In 1995, he began moving from engineering to painting and began to exhibit one year later. He focused on daily life of contemporaneous men and women (vicissitudes of sexuality, couples in crisis) and particularly, life at work. He is interested in the world of executives and in the weight of managerial speeches. In 2008, he began a series of imaginary portraits, dubbed “curriculum vitae”, mixing painting and inscriptions gthat point out a singularity or sum up a life in a few words.

He wrote his first novel in 2011, 121 curriculum vitae pour un tombeau, winning a prize at the Festival of The First Novel in Laval, and two years later, Précipitation en milieu acide. His literary texts are a continuation of his reflections about alienation at work.

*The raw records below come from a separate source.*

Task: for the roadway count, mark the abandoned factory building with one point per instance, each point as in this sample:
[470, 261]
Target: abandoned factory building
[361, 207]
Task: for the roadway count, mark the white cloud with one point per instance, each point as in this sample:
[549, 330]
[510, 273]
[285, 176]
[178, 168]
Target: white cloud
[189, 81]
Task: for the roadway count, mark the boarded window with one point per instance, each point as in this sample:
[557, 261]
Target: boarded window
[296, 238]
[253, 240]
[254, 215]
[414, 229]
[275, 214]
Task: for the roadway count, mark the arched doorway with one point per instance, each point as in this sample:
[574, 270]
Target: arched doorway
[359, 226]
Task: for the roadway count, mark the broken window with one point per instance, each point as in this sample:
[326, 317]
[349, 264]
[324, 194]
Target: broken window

Lamalattie contributes to magazines (Artension, Causeur, Écritique, etc.). His articles deal with periods of art history such as Caravaggisti and Academic art and art criticism.

== Solo exhibitions (selection) ==
- 1996: Galerie Sylvie Guimiot, Paris
- 1997: Galerie Elian Lizart, Brussxels
- 1999: Galerie de Passy, Paris
- 2003: Centre culturel St-Honoré, Paris
- 2004: Siège de la Société Générale, Paris
- 2006: Galerie Serpentine, Paris
- 2007: Galerie Jamault, Paris. Galerie Art actuel, Paris
- 2008: Socles et cimaises, Nancy
- 2009: Chapelle Saint-Libéral, Brive
- 2011: Peindre des vies toutes entières, galerie Alain Blondel, Paris
- 2014: Galerie Alain Blondel, Paris

== Collective exhibitions ==

- 1997, 1998: May Salon, Paris
- 2005, 2008 and 2009: Nude Art, Paris
- 2007, 2008 and 2009: MAC 2000, Paris
- 2009 : Artscènes / Galerie FHM, Boulogne
- 2010: Copart, Révigny-sur-Ornain
- 2016 : « Still life – Style of life », Jean-Marie Oger, Paris

== See also ==

=== Bibliography ===
- 121 curriculum vitae peints par Pierre Lamalattie, preface by Françoise Monnin, Martin Media, 2010.
- Portraits, L'Éditeur, 2011

=== Novels ===
- 121 curriculum vitae pour un tombeau, L’éditeur, Paris, 2011.
- Précipitation en milieu acide, L’éditeur, Paris, 2013.